Он вернулся на следующий день в 10 вечера, выглядел утомленным, лицо его было озабочено. Они припозднились с ужином, ждали его.
– Мам, отец, я был в Ренне, в тюрьме, у этой певицы Плевицкой, помнишь, она хотела тебе сдать балетный зал? Помнишь это свиданье, назначенное на 4 часа дня? Она собиралась заманить тебя в ловушку. Она мне все сейчас рассказала. Она не знает, что я в газете работаю, я не сказал.
– Это невозможно, Владичка. Конечно, я все помню. Любимая певица Ники.
– Как же ты смог увидеть ее там?
– Это было нелегко, но я получил разрешение как журналист.
– И это позволили?
– Позволили. Кстати, я узнал, что в Париже немцы недавно арестовали некоего Ивана Крылова, участника похищения генерала Миллера. Крылов – не его имя, это его псевдоним. Надя созналась, что должна была, мам, привезти тебя под предлогом осмотра балетного зала, который она якобы сдавала. Никакого зала в природе не существовало. Кстати, о немцах мне информацию дал Анатолий, ваш церковный певчий. Как мы и думали, он не эмигрант, а агент из России.
– Не России, а Советского Союза, агент НКВД.
– Папа, у тебя все эти НКВД, СССР, это же Россия.
– России нет больше, мальчик, есть СССР. Где ты только всего этого нахватался? Знаю, где, в этих клубах совпатриотов.
– Оставь его, Андрей. Владичка, поешь с нами и иди к себе. Ты выглядишь, как домовой.
Немцы появились в Биаррице почти незаметно. В окно Мати увидела два танка, много военных грузовиков с солдатами и мотоциклы. Все очень спокойно. Выйдя к рынку купить провизию, она увидела группу немецких солдат на площади, большинство из них были очень молоды, почти с детскими лицами. Из граммофона, который установили прямо на земле, женский голос пел «Лили Марлен». И всюду валялись пустые бутылки.
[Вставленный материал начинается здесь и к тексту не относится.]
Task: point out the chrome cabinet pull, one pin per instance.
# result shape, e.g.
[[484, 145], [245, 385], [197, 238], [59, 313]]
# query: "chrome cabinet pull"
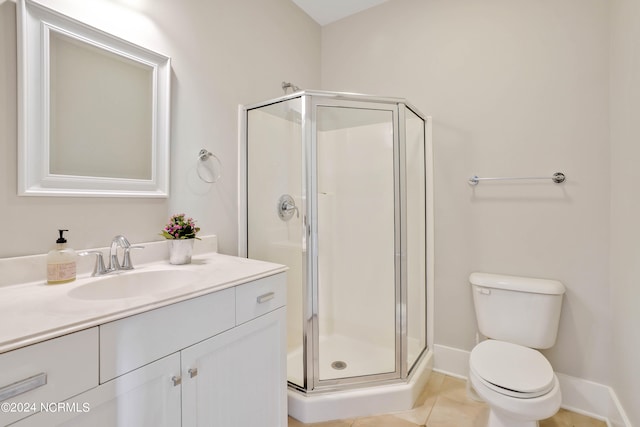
[[23, 386], [266, 297]]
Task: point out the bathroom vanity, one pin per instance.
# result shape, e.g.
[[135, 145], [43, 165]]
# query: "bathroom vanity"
[[209, 351]]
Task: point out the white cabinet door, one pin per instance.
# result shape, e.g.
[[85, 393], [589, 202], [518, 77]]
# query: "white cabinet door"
[[145, 397], [241, 376]]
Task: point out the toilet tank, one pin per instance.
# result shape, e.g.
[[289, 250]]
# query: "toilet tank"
[[520, 310]]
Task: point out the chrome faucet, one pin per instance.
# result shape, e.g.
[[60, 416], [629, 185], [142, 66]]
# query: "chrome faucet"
[[121, 241], [114, 264]]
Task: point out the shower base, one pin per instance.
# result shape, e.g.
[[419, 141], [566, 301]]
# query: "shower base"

В лавке, куда она зашла, солдаты скупили все конфеты, весь шоколад и все шампанское. К обеду пришли два француза из мэрии в сопровождении немецкого генерала. По сути, они требовали освободить виллу, так как офицерам надо было где-то жить, объяснял им генерал. Влади стал говорить с ним по-немецки, после чего тон генерала изменился. После короткого разговора им дали три дня, чтобы уехать. Куда ехать? Самое главное – летчик. Они должны были немедленно сегодня же ночью перевезти его. Только куда, к кому? Он все еще слаб. Борис Владимирович предложил свой винный погреб, но предложение хором отклонили. Единственное надежное место для летчика была церковь. Едва ли немцы будут обыскивать русскую церковь белых эмигрантов. Решено. Гражданским лицам было уже запрещено пользоваться автомобилями, и летчика перевезли на церковной тележке, в которой обычно возили овощи, и поместили на чердаке. Три дня три раза в день Мати носила туда еду.
Почти две недели они снова жили у Бориса Владимировича. Летчик окреп и был уже готов уходить.
Наутро Пьер и Влади на пожарной машине с летчиком, одетым в костюм пожарника, поехали к испанской границе в сорока километрах от Биаррица. В последнюю минуту к ним присоединился доктор Вольфсон. Ему, еврею, было опасно оставаться в городе. Мати и Андрей с облегчением вздохнули, когда Влади и Пьер вернулись. Дело было сделано.
Немцы уже были осведомлены, что в городе живут два русских великих князя, князь Красинский, урожденный Романов, и балерина, бывшая любовница русского царя. Никто из них не имел французского гражданства.
О себе Мати не беспокоилась. Бог как-нибудь поможет ей, но сама мысль, что Андрей и ее сын будут схвачены и переведены в лагерь для интернированных иностранцев, мучила ее.